Lately, my girlfriend has been very petulant concerning my incessant conversations about the alteration in my medicine and how my brain isn't adjusted to me being on the 40 mg of Geodon. Recently, I started taking 40 mg of Geodon because the 60 mg of Geodon was too exhausting for me to take, so I decided to get a refill for the 40 mg of Geodon. I've been on 40 mg of Geodon for approximately 10 days now and I'm beginning to realize that I'm becoming acquainted with the current dose. Today, I am noticing that I am communicating faster and that I'm verbalizing with expediency and the continual discussions regarding my medicine and how it's effecting my cognition with my girlfriend is triggering problems between us and she is growing impatient with my querulous topics regarding the status of my mental health.

My cognition seems to be ameliorating over time.

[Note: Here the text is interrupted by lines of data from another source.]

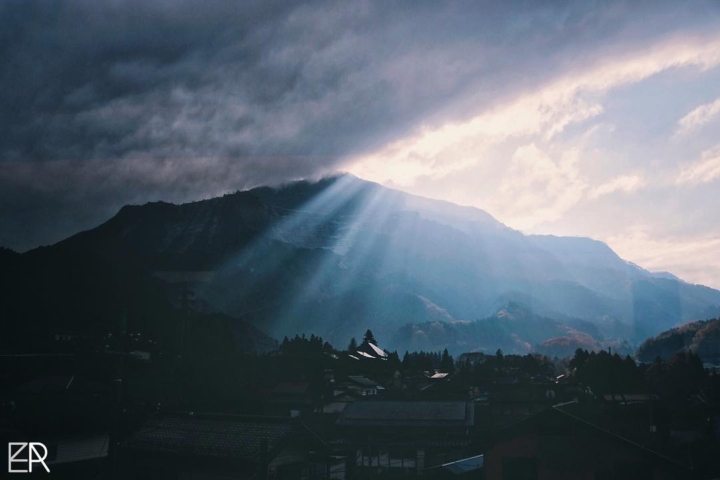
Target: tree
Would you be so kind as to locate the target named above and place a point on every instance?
(446, 362)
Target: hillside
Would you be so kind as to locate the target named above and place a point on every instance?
(702, 338)
(334, 258)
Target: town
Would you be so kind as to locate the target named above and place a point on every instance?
(307, 410)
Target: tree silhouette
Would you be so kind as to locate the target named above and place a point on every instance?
(369, 338)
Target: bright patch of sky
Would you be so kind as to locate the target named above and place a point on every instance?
(625, 150)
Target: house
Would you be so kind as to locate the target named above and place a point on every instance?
(370, 350)
(290, 399)
(353, 388)
(223, 446)
(403, 437)
(559, 443)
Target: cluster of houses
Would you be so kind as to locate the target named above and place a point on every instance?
(425, 426)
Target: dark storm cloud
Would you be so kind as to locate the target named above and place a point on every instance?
(105, 103)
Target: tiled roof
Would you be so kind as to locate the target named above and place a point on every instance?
(364, 381)
(234, 438)
(407, 414)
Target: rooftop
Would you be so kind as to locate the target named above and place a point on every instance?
(238, 438)
(407, 414)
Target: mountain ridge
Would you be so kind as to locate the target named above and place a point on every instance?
(341, 254)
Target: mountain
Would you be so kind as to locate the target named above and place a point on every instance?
(512, 329)
(702, 338)
(334, 258)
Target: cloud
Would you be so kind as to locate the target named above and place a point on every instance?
(625, 183)
(692, 258)
(698, 117)
(182, 101)
(704, 171)
(537, 189)
(542, 113)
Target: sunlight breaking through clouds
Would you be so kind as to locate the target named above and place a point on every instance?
(699, 117)
(705, 171)
(545, 113)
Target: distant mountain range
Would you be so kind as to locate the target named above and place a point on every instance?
(336, 257)
(702, 338)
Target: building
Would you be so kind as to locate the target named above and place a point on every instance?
(401, 437)
(223, 446)
(560, 443)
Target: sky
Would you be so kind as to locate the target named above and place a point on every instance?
(598, 119)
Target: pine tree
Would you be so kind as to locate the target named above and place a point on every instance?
(369, 338)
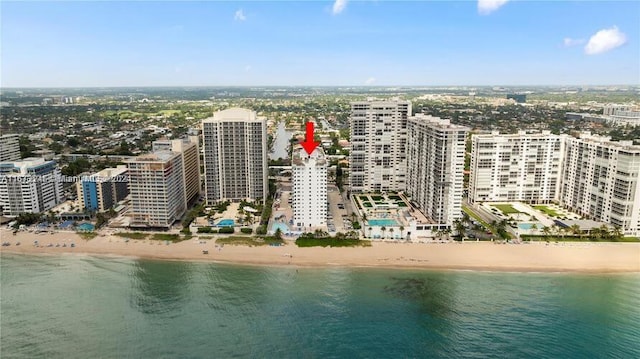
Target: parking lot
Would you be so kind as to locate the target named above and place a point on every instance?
(339, 213)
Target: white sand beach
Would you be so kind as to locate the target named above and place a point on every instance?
(570, 256)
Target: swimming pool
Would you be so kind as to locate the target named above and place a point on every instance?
(86, 227)
(383, 222)
(225, 223)
(278, 225)
(525, 226)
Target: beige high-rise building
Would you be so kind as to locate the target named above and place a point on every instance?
(10, 147)
(235, 156)
(435, 156)
(378, 157)
(156, 186)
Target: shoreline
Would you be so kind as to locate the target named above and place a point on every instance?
(577, 257)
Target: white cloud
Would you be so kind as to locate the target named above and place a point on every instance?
(605, 40)
(239, 15)
(339, 6)
(486, 7)
(569, 42)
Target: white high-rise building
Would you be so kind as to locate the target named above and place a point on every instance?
(309, 189)
(515, 167)
(600, 180)
(156, 186)
(104, 189)
(188, 147)
(10, 147)
(235, 156)
(378, 157)
(435, 156)
(29, 186)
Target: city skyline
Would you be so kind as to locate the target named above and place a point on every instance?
(341, 43)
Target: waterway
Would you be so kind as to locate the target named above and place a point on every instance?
(281, 142)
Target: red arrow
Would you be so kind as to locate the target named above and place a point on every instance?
(309, 144)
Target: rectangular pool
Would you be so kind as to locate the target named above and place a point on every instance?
(383, 222)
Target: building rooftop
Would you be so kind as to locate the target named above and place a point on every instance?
(234, 114)
(300, 156)
(606, 140)
(441, 123)
(23, 166)
(158, 156)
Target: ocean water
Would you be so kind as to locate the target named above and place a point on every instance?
(95, 307)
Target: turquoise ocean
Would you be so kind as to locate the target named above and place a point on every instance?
(95, 307)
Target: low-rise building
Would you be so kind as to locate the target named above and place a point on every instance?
(31, 185)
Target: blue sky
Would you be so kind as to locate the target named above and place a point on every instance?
(326, 43)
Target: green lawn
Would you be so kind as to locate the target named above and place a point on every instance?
(133, 235)
(88, 235)
(506, 208)
(247, 241)
(166, 237)
(331, 242)
(546, 210)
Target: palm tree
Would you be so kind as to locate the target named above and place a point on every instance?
(459, 226)
(617, 233)
(446, 232)
(465, 218)
(575, 229)
(604, 232)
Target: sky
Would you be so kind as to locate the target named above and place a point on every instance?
(319, 43)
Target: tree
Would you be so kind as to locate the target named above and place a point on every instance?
(459, 227)
(617, 233)
(604, 232)
(575, 230)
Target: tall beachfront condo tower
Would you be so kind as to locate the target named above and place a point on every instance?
(600, 181)
(435, 160)
(188, 147)
(235, 156)
(31, 185)
(156, 184)
(378, 157)
(309, 189)
(103, 190)
(10, 147)
(516, 167)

Cathy, my friend, says that this modification in my medicine will take approximately 2 weeks for me to become used to the effects of this change.

I love my girlfriend with all of my heart and I cherish every gleam of mesmerizing beauty that is manifested within her perfection, and her breathtaking majesty is beyond pristine and I am effusively infatuated with her every facade and her voice sounds like a beautiful melody; continually playing its euphonious sounds in such a mellifluous manner that it never grows vapid and my desire to converse about fun things with her never falters within me, as I always desire to create happiness for my girlfriend in every imaginable way. My girlfriend deserves extreme happiness.

Thursday, March 24, 2016

Last night, I was conversing with my girlfriend and relaying to her myriad things and I was wanting her to listen to a clip from the Shining where Jack Nicholson has a tantrum when his wife Wendy came in the main lobby while he was writing on his typewriter. I was expressing to my girlfriend that I thought Jack Nicholson's hostility and his mannerisms in that particular scene were extremely hilarious and I loved the ending where Jack Nicholson said, "you can start right now by getting the fuck out of here", and I shared a short laugh with my girlfriend after allowing her to listen to it.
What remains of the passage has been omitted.